Como aspectos mejorables, echo en falta algo más de información en el packaging sobre las medidas exactas y los pasos de instalación básicos. Muchos clientes que compran este tipo de volantes no tienen experiencia en mecánica, así que unas instrucciones mínimas vendrían muy bien. También me hubiera gustado ver alguna opción de color alternativa para los radios, porque el rojo puede resultar demasiado agresivo en ciertos vehículos de estética más discreta.
El hecho de que no incluya el hub es comprensible desde el punto de vista logístico, pero complica la compra para quien no sabe exactamente qué necesita. Una lista de hubs compatibles o un enlace a opciones de compra habría sido un valor añadido interesante.
Veredicto del experto
Este volante Spceddy MCX es una opción razonable para propietarios de vehículos con volantes desgastados o para quienes quieren darle un toque más deportivo al habitáculo sin rascarse demasiado el bolsillo. No va a sustituir la experiencia de un volante de cuero genuino o fibra de carbono, pero tampoco pretende hacerlo.

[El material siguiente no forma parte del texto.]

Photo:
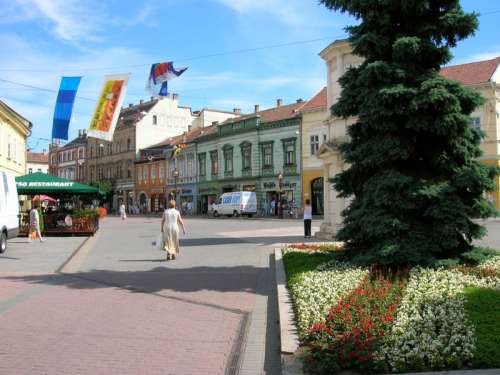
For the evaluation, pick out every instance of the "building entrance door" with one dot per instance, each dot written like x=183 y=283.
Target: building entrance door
x=317 y=196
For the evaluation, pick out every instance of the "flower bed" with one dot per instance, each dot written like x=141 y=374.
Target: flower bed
x=349 y=318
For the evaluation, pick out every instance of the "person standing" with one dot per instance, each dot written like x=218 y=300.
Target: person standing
x=307 y=219
x=123 y=214
x=35 y=224
x=170 y=222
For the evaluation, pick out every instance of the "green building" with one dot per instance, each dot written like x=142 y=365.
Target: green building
x=250 y=153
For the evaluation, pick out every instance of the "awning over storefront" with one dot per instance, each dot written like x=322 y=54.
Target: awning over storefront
x=42 y=183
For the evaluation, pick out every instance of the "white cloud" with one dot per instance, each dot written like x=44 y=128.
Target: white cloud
x=288 y=11
x=68 y=20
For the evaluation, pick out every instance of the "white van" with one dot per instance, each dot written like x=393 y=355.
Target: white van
x=9 y=209
x=236 y=203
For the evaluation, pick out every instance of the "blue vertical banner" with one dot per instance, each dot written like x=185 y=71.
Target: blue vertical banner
x=64 y=107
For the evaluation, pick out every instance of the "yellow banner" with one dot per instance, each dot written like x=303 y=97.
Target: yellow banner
x=108 y=106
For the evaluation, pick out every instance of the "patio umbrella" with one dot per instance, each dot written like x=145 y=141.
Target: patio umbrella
x=43 y=198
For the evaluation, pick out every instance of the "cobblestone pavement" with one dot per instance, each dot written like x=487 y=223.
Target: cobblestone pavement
x=124 y=310
x=119 y=308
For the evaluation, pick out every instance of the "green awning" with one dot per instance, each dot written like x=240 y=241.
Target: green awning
x=42 y=183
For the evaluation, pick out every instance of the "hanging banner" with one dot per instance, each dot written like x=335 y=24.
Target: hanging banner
x=160 y=74
x=108 y=106
x=64 y=106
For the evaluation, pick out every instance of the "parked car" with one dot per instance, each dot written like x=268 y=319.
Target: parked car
x=9 y=209
x=236 y=203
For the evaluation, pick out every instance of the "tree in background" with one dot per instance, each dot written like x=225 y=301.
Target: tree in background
x=412 y=156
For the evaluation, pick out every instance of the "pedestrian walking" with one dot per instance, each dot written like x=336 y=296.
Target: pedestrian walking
x=307 y=219
x=34 y=226
x=123 y=214
x=170 y=222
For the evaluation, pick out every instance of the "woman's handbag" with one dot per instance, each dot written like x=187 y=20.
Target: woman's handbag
x=158 y=242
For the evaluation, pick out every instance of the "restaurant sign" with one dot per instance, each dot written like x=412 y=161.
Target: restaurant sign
x=44 y=184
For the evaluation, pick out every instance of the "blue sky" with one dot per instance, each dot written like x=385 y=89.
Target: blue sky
x=41 y=40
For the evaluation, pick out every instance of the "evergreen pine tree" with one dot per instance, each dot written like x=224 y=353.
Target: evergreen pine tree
x=412 y=172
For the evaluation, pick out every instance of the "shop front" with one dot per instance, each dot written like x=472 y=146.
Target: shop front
x=208 y=192
x=186 y=198
x=158 y=201
x=312 y=188
x=270 y=194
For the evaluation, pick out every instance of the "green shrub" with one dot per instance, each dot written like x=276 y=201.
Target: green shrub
x=483 y=308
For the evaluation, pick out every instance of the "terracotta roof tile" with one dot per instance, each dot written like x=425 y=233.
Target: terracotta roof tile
x=37 y=157
x=472 y=73
x=318 y=101
x=282 y=112
x=132 y=115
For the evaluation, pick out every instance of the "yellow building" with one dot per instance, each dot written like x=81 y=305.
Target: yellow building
x=484 y=76
x=314 y=132
x=14 y=130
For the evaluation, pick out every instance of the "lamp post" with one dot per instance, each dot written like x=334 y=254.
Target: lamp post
x=280 y=184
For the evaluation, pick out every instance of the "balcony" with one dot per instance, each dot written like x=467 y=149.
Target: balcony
x=268 y=171
x=246 y=172
x=290 y=169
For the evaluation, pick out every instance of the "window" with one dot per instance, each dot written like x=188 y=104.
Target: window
x=202 y=164
x=289 y=151
x=228 y=159
x=476 y=123
x=267 y=155
x=246 y=156
x=214 y=159
x=314 y=142
x=290 y=154
x=161 y=172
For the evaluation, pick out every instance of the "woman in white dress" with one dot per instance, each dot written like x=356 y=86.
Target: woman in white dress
x=170 y=222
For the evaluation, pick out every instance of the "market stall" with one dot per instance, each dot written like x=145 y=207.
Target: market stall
x=64 y=212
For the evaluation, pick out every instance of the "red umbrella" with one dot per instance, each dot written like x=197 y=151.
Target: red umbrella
x=43 y=198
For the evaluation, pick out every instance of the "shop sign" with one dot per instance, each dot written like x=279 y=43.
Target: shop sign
x=284 y=184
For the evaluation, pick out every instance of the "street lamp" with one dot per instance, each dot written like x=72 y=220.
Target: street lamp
x=280 y=203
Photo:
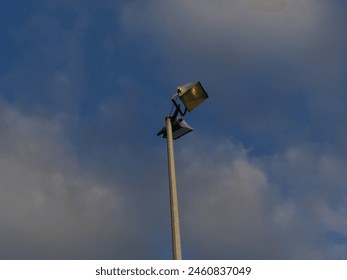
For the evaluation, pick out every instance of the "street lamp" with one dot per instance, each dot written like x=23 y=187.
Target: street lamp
x=191 y=95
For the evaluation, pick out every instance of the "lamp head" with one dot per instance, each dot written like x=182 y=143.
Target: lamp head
x=179 y=128
x=192 y=95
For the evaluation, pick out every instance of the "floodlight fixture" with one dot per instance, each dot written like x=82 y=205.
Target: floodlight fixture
x=191 y=95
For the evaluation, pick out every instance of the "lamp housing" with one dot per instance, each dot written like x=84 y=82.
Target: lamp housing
x=191 y=95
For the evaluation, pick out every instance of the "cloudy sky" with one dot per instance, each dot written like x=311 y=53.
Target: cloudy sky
x=85 y=86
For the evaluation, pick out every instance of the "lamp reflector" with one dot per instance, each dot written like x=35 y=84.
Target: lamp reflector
x=192 y=95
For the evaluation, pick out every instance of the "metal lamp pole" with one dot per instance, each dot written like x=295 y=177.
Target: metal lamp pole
x=175 y=223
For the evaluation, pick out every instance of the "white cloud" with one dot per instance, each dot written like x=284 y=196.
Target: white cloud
x=235 y=205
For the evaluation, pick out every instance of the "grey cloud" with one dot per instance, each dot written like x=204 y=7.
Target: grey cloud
x=50 y=206
x=285 y=206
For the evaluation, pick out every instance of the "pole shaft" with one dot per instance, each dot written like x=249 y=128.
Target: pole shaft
x=175 y=224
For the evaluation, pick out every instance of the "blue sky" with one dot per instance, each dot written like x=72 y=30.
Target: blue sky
x=85 y=86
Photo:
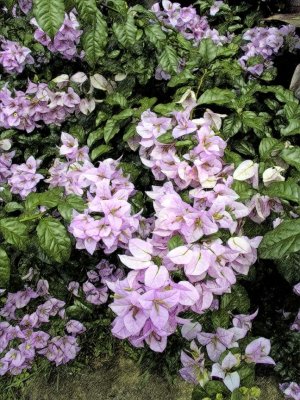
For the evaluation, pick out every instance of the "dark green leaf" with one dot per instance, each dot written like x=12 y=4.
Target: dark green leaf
x=268 y=147
x=110 y=130
x=94 y=136
x=217 y=96
x=14 y=232
x=293 y=128
x=69 y=204
x=289 y=267
x=49 y=15
x=243 y=189
x=169 y=59
x=13 y=206
x=94 y=40
x=220 y=318
x=100 y=150
x=87 y=9
x=155 y=34
x=79 y=310
x=236 y=301
x=283 y=240
x=287 y=190
x=166 y=138
x=50 y=199
x=54 y=239
x=291 y=156
x=4 y=269
x=208 y=51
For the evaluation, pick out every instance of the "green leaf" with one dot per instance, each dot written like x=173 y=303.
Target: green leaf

Si buscas una mejora estética reversible y tienes experiencia con este tipo de montajes o cuentas con ayuda profesional, te lo recomiendo sin dudarlo. Si nunca has tocado un volante o no estás seguro de qué hub necesitas para tu coche, piénsatelo dos veces y consulta con un profesional antes de comprar, porque el desembolso extra del hub y la posible mano de obra pueden hacer que el conjunto resultante no sea tan económico como parecía inicialmente.
Para uso diario y conducción normal, cumple sobradamente. Para quienes busquen sensaciones más racing o un tacto más premium, probablemente deban mirar hacia gamas superiores donde la diferencia de precio sí se traduce en una mejora perceptible de la experiencia.